P.T. Barnum is supposed to have said “There’s no such thing as bad publicity.” In the case of Rich Lowry’s smearing of Ron Paul, Thomas DiLorenzo and LewRockwell.com, I agree with P.T. Better to be noticed and gain attention than to be ignored. Clearly, Paul, DiLorenzo and Rockwell are doing something right to get under Lowry’s skin.
Lowry’s smear is in the tradition of any snide and malevolent remark or accusation. Lowry uses this rhetorical attack because he has no other to use. That is to say, he has no argument. When your conservative intellect cannot come to grips with the arguments of your libertarian opponents, then pronounce them guilty of favoring slavery. Talk about absurd! Libertarians favor slavery because they hate federal power? Lies seldom are more grotesque, because libertarian theory begins with the very opposite idea, namely, the postulate that you own yourself and your body. Is this kind of total misreading of a major libertarian idea the best that Lowry can come up with? If he has this wrong, and he does, why should we listen to anything else he has to say about Lincoln?
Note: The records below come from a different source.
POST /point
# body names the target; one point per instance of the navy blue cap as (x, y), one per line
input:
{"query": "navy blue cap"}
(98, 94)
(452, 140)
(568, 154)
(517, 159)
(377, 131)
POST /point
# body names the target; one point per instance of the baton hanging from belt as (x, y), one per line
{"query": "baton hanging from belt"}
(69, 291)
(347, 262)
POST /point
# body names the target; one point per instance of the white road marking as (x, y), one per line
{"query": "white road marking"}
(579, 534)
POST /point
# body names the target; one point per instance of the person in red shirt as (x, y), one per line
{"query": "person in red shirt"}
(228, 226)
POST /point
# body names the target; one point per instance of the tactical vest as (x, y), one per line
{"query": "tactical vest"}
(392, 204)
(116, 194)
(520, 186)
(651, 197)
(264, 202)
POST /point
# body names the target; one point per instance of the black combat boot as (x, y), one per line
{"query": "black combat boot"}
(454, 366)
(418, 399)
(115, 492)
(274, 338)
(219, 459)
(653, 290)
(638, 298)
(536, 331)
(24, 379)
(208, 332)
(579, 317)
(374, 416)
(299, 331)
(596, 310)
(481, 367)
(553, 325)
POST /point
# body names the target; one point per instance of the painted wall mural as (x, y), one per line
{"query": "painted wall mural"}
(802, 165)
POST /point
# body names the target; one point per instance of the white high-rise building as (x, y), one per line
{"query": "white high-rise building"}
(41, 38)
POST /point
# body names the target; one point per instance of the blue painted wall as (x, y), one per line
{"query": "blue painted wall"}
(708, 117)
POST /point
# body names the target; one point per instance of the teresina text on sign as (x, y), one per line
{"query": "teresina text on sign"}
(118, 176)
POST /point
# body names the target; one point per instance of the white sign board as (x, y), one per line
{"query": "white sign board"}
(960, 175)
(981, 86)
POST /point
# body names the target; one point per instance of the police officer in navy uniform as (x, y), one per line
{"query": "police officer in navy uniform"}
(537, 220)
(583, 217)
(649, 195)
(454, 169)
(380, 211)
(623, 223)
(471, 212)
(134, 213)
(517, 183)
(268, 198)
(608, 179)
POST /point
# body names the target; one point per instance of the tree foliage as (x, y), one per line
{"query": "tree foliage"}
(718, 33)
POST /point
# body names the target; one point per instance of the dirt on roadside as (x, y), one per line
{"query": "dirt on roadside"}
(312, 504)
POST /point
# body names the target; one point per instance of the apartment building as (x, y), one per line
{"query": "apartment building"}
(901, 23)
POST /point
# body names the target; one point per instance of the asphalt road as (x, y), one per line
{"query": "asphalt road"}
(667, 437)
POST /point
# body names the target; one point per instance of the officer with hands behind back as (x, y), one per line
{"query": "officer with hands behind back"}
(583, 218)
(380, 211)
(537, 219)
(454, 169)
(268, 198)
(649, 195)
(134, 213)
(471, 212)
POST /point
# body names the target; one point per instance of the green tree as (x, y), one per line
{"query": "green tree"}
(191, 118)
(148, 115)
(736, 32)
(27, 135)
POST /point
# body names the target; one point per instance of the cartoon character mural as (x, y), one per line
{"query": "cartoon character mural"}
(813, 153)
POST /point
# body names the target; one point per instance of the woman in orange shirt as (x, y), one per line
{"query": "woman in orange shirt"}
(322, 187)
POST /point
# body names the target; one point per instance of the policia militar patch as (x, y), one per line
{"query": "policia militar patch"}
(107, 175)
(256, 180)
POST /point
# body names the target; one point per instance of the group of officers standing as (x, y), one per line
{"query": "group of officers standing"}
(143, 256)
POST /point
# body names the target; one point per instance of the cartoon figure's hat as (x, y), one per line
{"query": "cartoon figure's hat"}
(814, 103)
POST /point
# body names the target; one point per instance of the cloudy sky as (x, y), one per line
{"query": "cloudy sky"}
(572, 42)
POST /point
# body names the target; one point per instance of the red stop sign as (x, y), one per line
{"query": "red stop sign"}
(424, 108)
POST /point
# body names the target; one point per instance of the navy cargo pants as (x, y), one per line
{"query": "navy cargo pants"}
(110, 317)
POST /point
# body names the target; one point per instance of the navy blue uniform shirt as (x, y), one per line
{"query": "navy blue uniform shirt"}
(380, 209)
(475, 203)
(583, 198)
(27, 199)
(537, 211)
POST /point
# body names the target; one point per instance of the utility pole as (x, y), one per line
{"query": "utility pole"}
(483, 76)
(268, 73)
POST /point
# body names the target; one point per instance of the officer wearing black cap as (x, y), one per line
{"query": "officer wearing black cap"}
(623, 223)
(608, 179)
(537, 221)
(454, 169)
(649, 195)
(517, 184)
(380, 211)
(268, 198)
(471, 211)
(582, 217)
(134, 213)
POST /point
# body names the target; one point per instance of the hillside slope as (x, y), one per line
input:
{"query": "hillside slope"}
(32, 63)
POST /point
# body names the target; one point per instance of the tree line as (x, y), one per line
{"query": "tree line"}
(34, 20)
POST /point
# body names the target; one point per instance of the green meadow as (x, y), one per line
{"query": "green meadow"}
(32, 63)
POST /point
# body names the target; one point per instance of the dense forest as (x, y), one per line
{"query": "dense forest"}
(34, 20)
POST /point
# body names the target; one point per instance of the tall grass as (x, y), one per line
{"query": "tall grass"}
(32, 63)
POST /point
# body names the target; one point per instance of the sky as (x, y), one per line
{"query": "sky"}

Lowry writes of “a species of libertarians — ‘people-owning libertarians,’ as one of my colleagues archly calls them — who apparently hate federal power more than they abhor slavery.” Totally asinine and totally wrong. I have to inform the analytically-challenged Lowry that federal power and slavery are not necessarily opposites. One can be against both federal power and slavery, when both violate rights and self-ownership. Slavery is not something either that necessarily has to be eliminated by the exercise of federal power or a national power or by a terrible civil war or by gross violations of rights or by destroying a Constitution. Other nations ended slavery without these necessarily happening.